Eugene Rostow, visiting research professor of law and diplomacy at National Defense University, Washington, DC, warned Monday that a 1984 decision of the International Court of Justice may have provided the Arab countries with rationale to wage war against Israel.

In the case, Nicaragua asked the court to order the U.S. to cease mining Nicaraguan ports and aiding attacks on its territory. The court ruled in favor of Nicaragua by prohibiting the right to intervene in another state for political and moral reasons. But the court made clear that this did not apply in cases involving decolonization.

Rostow, Undersecretary of State for Political Affairs in the Johnson Administration and one of the drafters UN Resolutions 242 and 338, said the exclusion provides a legal loophole for the Arab states to fight against Israel, which they consider a colonial power.

CALLED CHALLENGE TO UN CHARTER

“It’s a very ominous and dangerous idea,” said Rostow. He explained that the decision challenges the provision of the UN Charter, which prohibits the international use of force except for purposes of self-defense.

“To go beyond the limited (and controversial) principle of humanitarian intervention and recognize a general legal right to assist revolutions against governments characterized as ‘colonist’ or otherwise repugnant on political or moral grounds is to … authorize war of all against all,” Rostow said in a paper he wrote on the subject.

But Rostow added that the very existence of the UN Charter may prevent the worst from happening.

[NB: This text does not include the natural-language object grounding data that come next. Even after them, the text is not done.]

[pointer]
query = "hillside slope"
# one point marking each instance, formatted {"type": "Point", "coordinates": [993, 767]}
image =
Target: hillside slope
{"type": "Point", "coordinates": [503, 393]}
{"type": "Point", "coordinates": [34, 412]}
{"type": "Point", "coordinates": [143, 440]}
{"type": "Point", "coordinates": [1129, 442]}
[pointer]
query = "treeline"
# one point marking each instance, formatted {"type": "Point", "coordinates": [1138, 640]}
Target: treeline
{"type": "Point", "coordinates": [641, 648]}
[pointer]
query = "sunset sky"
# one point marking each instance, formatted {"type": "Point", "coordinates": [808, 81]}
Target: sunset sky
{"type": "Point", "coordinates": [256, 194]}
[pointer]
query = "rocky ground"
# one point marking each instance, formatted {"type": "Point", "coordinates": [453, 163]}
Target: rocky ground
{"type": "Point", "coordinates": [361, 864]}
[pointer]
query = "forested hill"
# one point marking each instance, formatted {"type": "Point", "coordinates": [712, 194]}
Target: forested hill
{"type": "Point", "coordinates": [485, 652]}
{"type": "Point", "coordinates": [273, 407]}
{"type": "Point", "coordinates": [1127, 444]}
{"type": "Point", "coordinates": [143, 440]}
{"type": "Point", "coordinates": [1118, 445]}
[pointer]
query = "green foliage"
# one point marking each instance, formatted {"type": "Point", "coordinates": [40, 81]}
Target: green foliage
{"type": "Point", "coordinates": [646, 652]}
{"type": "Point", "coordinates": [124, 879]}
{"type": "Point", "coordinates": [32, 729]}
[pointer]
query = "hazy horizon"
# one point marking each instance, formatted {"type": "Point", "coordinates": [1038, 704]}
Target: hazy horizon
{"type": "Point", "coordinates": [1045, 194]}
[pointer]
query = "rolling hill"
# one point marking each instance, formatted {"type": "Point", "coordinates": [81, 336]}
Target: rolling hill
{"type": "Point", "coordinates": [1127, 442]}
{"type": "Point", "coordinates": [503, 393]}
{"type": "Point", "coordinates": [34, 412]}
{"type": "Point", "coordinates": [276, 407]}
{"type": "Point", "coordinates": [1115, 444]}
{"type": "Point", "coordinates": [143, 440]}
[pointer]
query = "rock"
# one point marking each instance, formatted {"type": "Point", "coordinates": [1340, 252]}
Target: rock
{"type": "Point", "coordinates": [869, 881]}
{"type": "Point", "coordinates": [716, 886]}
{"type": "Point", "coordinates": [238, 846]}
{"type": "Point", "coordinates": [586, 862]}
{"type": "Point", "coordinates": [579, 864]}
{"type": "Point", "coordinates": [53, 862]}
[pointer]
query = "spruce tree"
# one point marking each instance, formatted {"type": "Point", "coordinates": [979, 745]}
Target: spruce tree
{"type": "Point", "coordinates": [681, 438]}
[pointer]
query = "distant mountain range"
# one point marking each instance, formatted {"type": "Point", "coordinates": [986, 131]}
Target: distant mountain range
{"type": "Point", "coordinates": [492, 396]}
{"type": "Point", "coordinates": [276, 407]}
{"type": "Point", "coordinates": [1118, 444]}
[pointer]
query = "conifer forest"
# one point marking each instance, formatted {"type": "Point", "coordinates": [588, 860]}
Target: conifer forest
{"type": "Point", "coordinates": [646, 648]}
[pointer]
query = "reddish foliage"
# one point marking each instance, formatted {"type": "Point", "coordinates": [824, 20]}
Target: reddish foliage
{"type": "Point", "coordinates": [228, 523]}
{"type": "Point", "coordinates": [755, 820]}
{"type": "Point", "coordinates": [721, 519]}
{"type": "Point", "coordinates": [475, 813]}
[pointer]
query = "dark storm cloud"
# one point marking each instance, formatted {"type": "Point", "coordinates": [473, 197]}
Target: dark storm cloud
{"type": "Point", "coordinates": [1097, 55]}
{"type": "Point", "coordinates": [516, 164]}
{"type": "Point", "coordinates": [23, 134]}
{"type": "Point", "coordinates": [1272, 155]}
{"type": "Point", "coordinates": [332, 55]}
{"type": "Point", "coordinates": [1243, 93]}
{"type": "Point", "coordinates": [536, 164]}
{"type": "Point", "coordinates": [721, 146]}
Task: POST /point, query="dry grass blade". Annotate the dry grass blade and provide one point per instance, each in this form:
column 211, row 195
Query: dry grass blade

“The remarkable thing about the international law regarding the international use of force is … every time there’s a collapse the states go back and pursue the goal of putting the international use of force under regulation and under control, announcing that it is a practical necessity and moral necessity in world as chaotic as our world is,” said Rostow.

Rostow also said that UN Resolutions 242 and 338 were “the only solid basis” for negotiating a peace treaty. He said that Israel met the requirements of the resolutions by returning 90 percent of its territory in the form of the Sinai Peninsula.

SOVIETS CALLED ANTI-ZIONIST

In a separate speech, William Korey, a consultant for B’nai B’rith International, noted that despite the doctrine of “glasnost” (openness), the Soviet government is still strongly anti-Zionist and last February challenged the UN status of the International Council of Jewish Women. Korey explained that for years the Soviets have insisted on delegitimizing Israel in the UN to give credence to their own anti-Semitism.

But the Soviets were unsuccessful in introducing an anti-Zionism resolution in the UN Women’s Conference held in 1985 in Kenya, Korey said.